We can also combine components to see how they relate to one another. (In fancier terminology, we’re taking a bivariate view instead of a univariate view.) For example, if we plot PC01
(deranged vs. resonable) against PC04
(rugged vs. refined), we can see where characters fall along both components, resulting in a more nuanced look at their personalities. Characters farther to the right (or left) are more deranged (or reasonable). And characters higher up (or down) are more rugged (or refined).
p <- character_list %>%
left_join(personality_pca, by = "character_code") %>%
mutate(Character = character_name,
`Fictional Work` = fictional_work,
colour_group = case_when(PC01 > 0 & PC04 > 0 ~ "deranged_rugged",
PC01 > 0 ~ "deranged_refined",
PC04 < 0 ~ "reasonable_refined",
TRUE ~ "reasonable_rugged"),
alpha_factor = sqrt(PC01 ^ 2 + PC04 ^ 2)) %>%
ggplot(aes(PC01, PC04, label = Character, label2 = `Fictional Work`)) +
geom_hline(yintercept = 0, lty = 2, alpha = 0.8, colour = "grey50") +
geom_vline(xintercept = 0, lty = 2, alpha = 0.8, colour = "grey50") +
geom_point(aes(colour = colour_group, alpha = alpha_factor)) +
annotate("text", x = 14, y = 14, label = "Deranged\n+\nRugged",
family = "IBM Plex Sans", size = 7, colour = "#cc0024") +
annotate("text", x = 14, y = -14, label = "Deranged\n+\nRefined",
family = "IBM Plex Sans", size = 7, colour = "#4b264d") +
annotate("text", x = -14, y = -14, label = "Reasonable\n+\nRefined",
family = "IBM Plex Sans", size = 7, colour = "#244F26") +
annotate("text", x = -14, y = 14, label = "Reasonable\n+\nRugged",
family = "IBM Plex Sans", size = 7, colour = "#016eae") +
expand_limits(x = c(-21, 21),
y = c(-16, 16)) +
scale_colour_manual(values = c("#4b264d", "#cc0024", "#244F26", "#016eae")) +
labs(title = "") +
theme(legend.position = "none",
text = element_text(family = "IBM Plex Sans"),
plot.title = element_text(margin = margin(t = 10, b = 30)))

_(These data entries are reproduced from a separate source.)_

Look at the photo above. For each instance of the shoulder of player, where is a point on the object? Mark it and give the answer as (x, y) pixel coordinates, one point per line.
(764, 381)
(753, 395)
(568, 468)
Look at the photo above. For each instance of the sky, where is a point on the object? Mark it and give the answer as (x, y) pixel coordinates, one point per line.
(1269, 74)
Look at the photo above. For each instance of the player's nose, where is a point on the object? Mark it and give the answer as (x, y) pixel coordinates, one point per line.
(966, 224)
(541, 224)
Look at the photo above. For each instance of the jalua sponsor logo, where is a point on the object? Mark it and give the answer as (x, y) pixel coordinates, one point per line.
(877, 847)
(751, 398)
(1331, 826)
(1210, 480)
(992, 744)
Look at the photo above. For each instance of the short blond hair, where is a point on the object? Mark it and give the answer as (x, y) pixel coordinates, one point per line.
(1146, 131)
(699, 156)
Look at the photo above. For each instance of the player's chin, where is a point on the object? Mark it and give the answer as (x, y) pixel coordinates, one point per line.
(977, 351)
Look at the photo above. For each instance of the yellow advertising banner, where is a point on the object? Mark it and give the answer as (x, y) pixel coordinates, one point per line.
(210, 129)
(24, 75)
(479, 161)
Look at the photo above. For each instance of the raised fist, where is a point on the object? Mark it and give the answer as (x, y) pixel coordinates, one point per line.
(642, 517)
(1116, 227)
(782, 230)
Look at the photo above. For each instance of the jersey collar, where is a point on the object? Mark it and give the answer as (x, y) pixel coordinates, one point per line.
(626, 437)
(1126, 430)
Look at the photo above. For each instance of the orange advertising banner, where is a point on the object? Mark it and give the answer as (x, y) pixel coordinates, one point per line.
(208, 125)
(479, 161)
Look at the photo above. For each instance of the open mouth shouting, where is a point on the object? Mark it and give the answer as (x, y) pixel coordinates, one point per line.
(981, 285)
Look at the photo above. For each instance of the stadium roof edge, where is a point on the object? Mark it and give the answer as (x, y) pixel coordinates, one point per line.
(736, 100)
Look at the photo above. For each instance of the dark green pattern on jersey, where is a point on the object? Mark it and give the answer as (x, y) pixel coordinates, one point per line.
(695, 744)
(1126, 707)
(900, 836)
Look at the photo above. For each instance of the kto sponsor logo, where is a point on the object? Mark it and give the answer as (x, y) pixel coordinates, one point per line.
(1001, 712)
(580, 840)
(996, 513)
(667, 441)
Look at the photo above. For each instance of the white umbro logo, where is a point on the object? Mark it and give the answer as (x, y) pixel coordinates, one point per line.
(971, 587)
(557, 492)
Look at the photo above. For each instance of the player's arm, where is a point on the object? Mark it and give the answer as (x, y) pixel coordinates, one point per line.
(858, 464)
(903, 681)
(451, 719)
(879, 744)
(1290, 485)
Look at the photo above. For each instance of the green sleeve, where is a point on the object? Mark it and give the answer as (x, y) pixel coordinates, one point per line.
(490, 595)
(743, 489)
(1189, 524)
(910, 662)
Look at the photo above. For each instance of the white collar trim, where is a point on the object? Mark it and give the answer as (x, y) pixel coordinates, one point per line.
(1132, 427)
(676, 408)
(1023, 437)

ggplotly(p, tooltip = c("label", "label2"))
Taking this view also emphasizes that a single component can only take you so far. There isn’t just one type of “deranged” (PC01
) character. Adding another component, in this case “rugged vs. refined” (PC04
), we see that there are different flavours of deranged. For example, Jayne Cobb (Firefly) and Lucille Bluth (Arrested Development) have approximately the same score on PC01
, but very different scores on PC04
. I would agree that they’re both deranged, but in very different ways. Adding a third (or fourth! or fifth!) component into the mix would give us even more nuance. (But I won’t do that here, because visualizing more than two continuous dimensions gets tricky.)
Conclusion
We’ve learned a lot about this dataset by conducting PCA and exploring the results. But dimensionality reduction techniques like PCA are often a precursor to other things, like developing classification models. I also think this dataset is so rich and interesting that you could explore it in other ways that have nothing to do with PCA.
If you’d like to take this analysis further, you can find the data on my GitHub repo of interesting datasets. Some areas to look into are:
- How does gender affect how characters are portrayed and perceived?
- What are the clusters of personality types? Which characters from different fictional works are most like one another?
- Are certain personalities more prominent in certain genres? For example, do sitcoms tend to have personalities that other genres don’t?